CareFirst 2Q earnings fall 15%

`Moderating premiums' brings surplus `in line'

August 18, 2004|By M. William Salganik | M. William Salganik,SUN STAFF

CareFirst BlueCross BlueShield earnings slipped in the second quarter from historic highs last year, according to filings by the state's largest health insurer with the Maryland Insurance Administration.

CareFirst's operating surplus - the difference between the money it collected and the amount it paid out for claims and operating expenses - was $39.7 million for the quarter that ended June 30. That's 15 percent less than the $46.9 million earned in the comparable period a year earlier.

But last year's earnings were unusually high. Last year's second-quarter earnings were up 66 percent compared with a year earlier, the second quarter of 2002, when earnings were $24.6 million.
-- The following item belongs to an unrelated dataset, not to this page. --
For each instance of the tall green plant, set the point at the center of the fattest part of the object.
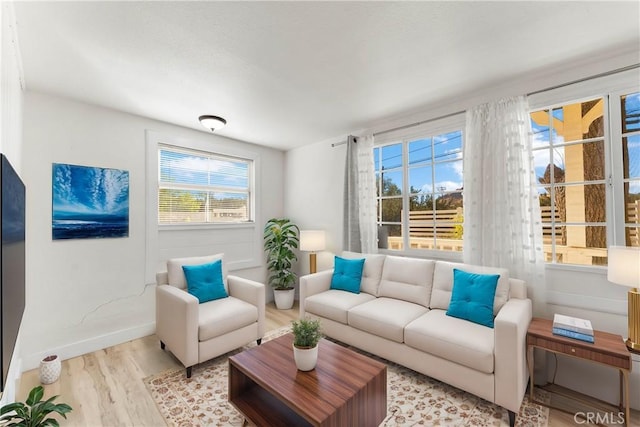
(34, 411)
(280, 238)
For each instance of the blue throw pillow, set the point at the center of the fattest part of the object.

CareFirst attributed the sharp jump (and similar increases in the subsequent three quarters) to medical costs increasing more slowly than the company had projected when it set premium rates for 2003.

After a year of record earnings, "We responded by moderating premiums, which brings us back to earnings more in line with previous years," Jeffery W. Valentine, a company spokesman, said yesterday.

While last year's inflated earnings were good news for the insurer's financial position, it provided fuel to critics who said the company was behaving too much like its for-profit counterparts, and called for CareFirst to devote more money to programs to benefit the community.

CareFirst has been nonprofit since its predecessor was founded in 1937. It uses its earnings to provide reserves against future claims and to buy new equipment. The company sought to convert to for-profit operation, saying it needed more access to money, but the move was blocked last year by Maryland regulators.

Revenue for the second quarter was $1.1 billion, up about 8 percent from the year-earlier period. Medical costs, about $1 billion, grew at a slightly faster rate, just under 10 percent. That's a slight improvement from recent years, which consistently showed double-digit increases in the cost of claims.

Valentine said the deceleration in costs reflected a slowing in the use of services, not a drop in the rates charged by doctors, hospitals and pharmacies.

A slowing of medical cost growth to a high-single-digit rate is consistent with what is being reported by publicly traded health insurers, Douglas Sherlock, a senior analyst for the Sherlock Co. in Gwynedd, Pa., said yesterday.

Premium increases also have been in the high single digits, Sherlock said, but publicly traded insurers have improved earnings by reducing administrative costs.